歡迎對分子演化、生物統計、流行病學、生物資訊、或傳染病研究有興趣的同學加入我們!
近期的主題如下:
演化相關的主題:病原體累積的突變是好的還是壞的呢?是否有助於免疫逃脫呢?不同病原體在演化上有何異同?
流行病學相關的主題:什麼因素影響了病例數的起伏呢?如何能預測未來的病例數?不同防疫措施的效果為何?
綜合性的主題:病原體的傳播動態如何受到防疫措施、病原體的演化、以及人類免疫反應共同的影響呢?病原體於區域間傳播的情形如何?抗藥性的分佈如何?
使用的研究工具如下:(依題目不同而使用不同的工具,並非每項都要會)
統計分析方法
生物資訊分析
程式語言:R/Python/C/C++
Linux/Unix
基因體定序之分生實驗
How do pathogens spread across the world, and how do they adapt to humans through evolution? Our research addresses these questions using genomic data analysis, statistical methods, mathematical modeling, and bioinformatics approaches. By integrating genomic, epidemiological, serological, and human mobility data, we aim to reconstruct the transmission history of pathogens and understand their evolutionary dynamics, ultimately providing insights into how epidemics can be more effectively controlled. Our work lies at the intersection of evolutionary biology, data science, and public health. Current research focuses on important infectious diseases including malaria, dengue, tuberculosis, and influenza.

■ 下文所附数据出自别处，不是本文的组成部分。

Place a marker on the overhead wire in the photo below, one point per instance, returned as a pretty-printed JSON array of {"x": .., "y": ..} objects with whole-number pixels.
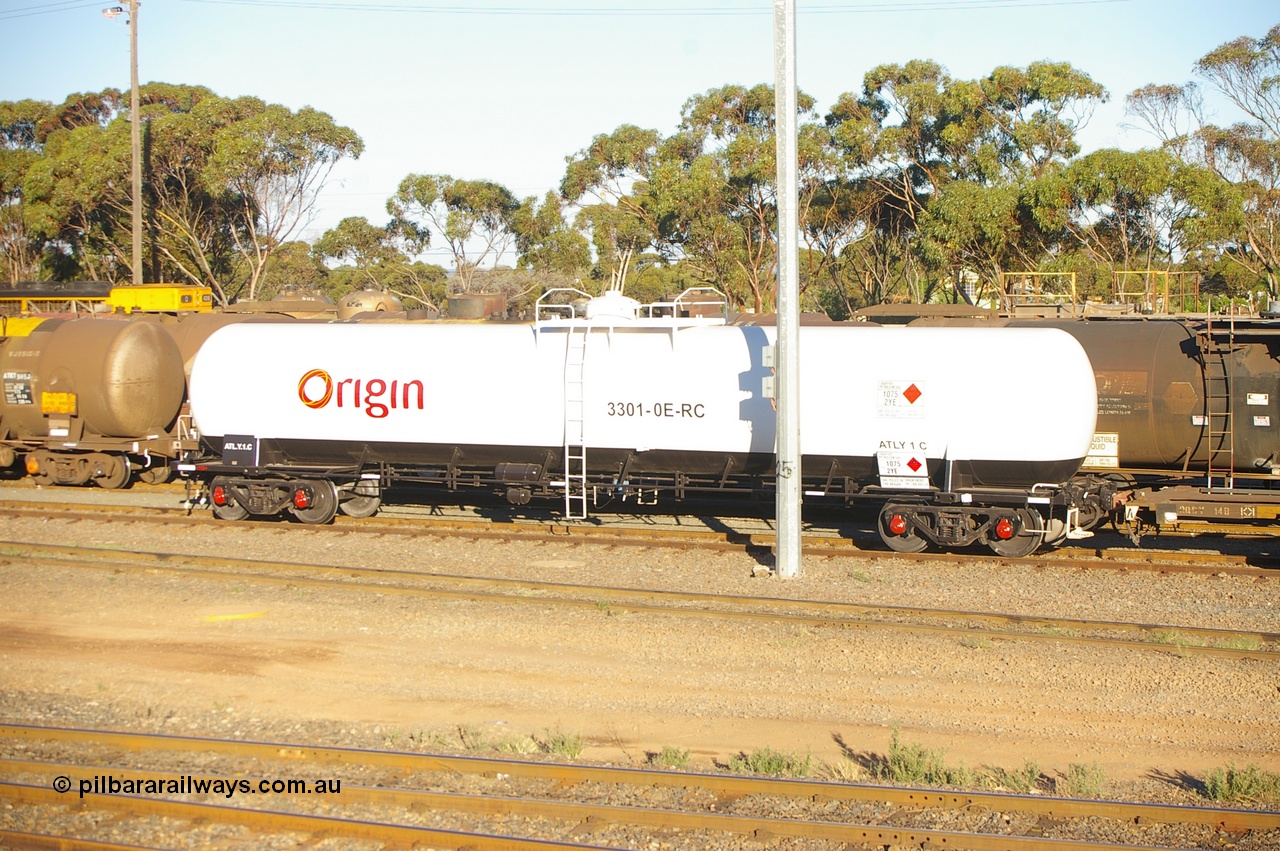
[{"x": 594, "y": 10}]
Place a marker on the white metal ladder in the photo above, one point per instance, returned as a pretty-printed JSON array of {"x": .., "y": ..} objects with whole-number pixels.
[
  {"x": 575, "y": 443},
  {"x": 1219, "y": 353}
]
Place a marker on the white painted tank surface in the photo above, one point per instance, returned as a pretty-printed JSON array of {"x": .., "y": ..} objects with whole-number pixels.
[{"x": 901, "y": 407}]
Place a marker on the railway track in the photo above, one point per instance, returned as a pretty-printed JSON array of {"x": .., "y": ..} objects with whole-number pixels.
[
  {"x": 752, "y": 536},
  {"x": 400, "y": 797},
  {"x": 959, "y": 625}
]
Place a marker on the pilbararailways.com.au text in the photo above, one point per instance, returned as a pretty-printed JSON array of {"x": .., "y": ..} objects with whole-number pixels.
[{"x": 188, "y": 785}]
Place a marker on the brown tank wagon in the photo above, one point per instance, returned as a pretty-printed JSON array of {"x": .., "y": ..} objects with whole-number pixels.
[{"x": 91, "y": 399}]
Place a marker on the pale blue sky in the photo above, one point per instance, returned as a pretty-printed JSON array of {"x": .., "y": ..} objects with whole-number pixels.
[{"x": 507, "y": 88}]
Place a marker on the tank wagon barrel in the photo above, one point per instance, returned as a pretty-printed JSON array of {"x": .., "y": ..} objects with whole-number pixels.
[
  {"x": 316, "y": 419},
  {"x": 1188, "y": 428},
  {"x": 90, "y": 399}
]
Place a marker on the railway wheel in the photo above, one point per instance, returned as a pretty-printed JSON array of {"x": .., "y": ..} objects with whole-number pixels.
[
  {"x": 360, "y": 506},
  {"x": 110, "y": 471},
  {"x": 231, "y": 511},
  {"x": 223, "y": 504},
  {"x": 897, "y": 532},
  {"x": 40, "y": 467},
  {"x": 315, "y": 501},
  {"x": 1016, "y": 538}
]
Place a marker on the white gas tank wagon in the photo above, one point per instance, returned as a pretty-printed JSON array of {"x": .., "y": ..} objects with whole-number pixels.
[{"x": 961, "y": 434}]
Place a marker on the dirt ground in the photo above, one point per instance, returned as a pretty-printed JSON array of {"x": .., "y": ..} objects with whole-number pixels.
[{"x": 259, "y": 660}]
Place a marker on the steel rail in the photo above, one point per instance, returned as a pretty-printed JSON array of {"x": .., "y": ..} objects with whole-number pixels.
[
  {"x": 50, "y": 842},
  {"x": 592, "y": 593},
  {"x": 722, "y": 785},
  {"x": 590, "y": 596},
  {"x": 280, "y": 822},
  {"x": 621, "y": 535},
  {"x": 1174, "y": 639},
  {"x": 597, "y": 814}
]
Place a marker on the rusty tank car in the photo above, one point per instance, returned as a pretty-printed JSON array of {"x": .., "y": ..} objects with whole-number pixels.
[{"x": 91, "y": 399}]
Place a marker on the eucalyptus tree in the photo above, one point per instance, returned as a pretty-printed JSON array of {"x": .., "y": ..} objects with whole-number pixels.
[
  {"x": 547, "y": 242},
  {"x": 914, "y": 133},
  {"x": 21, "y": 145},
  {"x": 227, "y": 183},
  {"x": 472, "y": 216},
  {"x": 383, "y": 257},
  {"x": 608, "y": 182},
  {"x": 1239, "y": 218},
  {"x": 272, "y": 163}
]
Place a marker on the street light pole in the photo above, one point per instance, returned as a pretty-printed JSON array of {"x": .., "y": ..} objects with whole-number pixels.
[
  {"x": 136, "y": 141},
  {"x": 787, "y": 360}
]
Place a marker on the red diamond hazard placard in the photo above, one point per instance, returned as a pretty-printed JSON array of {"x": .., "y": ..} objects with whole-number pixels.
[{"x": 900, "y": 399}]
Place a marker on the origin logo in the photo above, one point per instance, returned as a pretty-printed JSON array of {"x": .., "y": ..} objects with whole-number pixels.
[{"x": 376, "y": 397}]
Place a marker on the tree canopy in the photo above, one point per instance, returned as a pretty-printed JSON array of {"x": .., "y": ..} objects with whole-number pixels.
[{"x": 909, "y": 182}]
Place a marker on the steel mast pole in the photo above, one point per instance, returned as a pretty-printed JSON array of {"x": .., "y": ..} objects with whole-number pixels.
[
  {"x": 136, "y": 141},
  {"x": 787, "y": 489}
]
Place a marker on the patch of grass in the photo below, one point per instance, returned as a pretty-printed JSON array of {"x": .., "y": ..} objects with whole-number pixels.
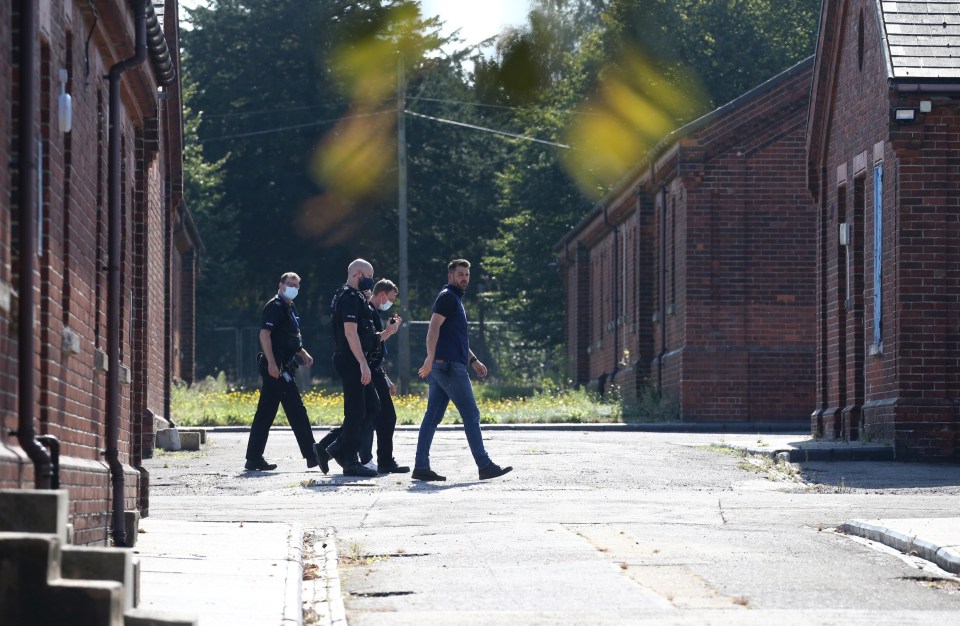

Students interested in molecular evolution, biostatistics, epidemiology, bioinformatics, or infectious disease research are welcome to join our lab!
Our recent research topics are as follows:
Evolutionary: Are observed mutations segregating in the population beneficial or deleterious? Are they related to the immune escape of pathogens? What are the similarities and differences among the evolution of different pathogens?
Epidemiological: What factors influence the fluctuations in the case number? How can we predict the number of cases in the future? What are the effects of different preventive measures?
Interdisciplinary: How are infectious disease dynamics driven by preventive measures, pathogen evolution, and the human immune response? What is the level of pathogen spread between regions? What is the distribution of drug resistance?
We use the following tools: (not all the lab members use the same tools, it depends on the project they work on and it is not necessary to know all of them)
Statistical methods
Bioinformatic tools
R/Python/C/C++
Linux/Unix
Genomic sequencing
Recent Research
Recent Research
我們利用問卷資料,探討 COVID-19 疫情不同階段中,民眾對疾病風險與防疫措施的健康信念,如何影響其家庭內與社區中的社交接觸行為。我們進一步分析這些心理與行為變化如何隨疫情波動而調整,為理解疾病傳播與公共衛生決策提供資訊。 此研究為與台大林先和老師及倫敦衛生與熱帶醫學院Han Fu的合作,感謝美國Crisis Ready計畫與衛福部防疫新生活行為監測計畫的支持。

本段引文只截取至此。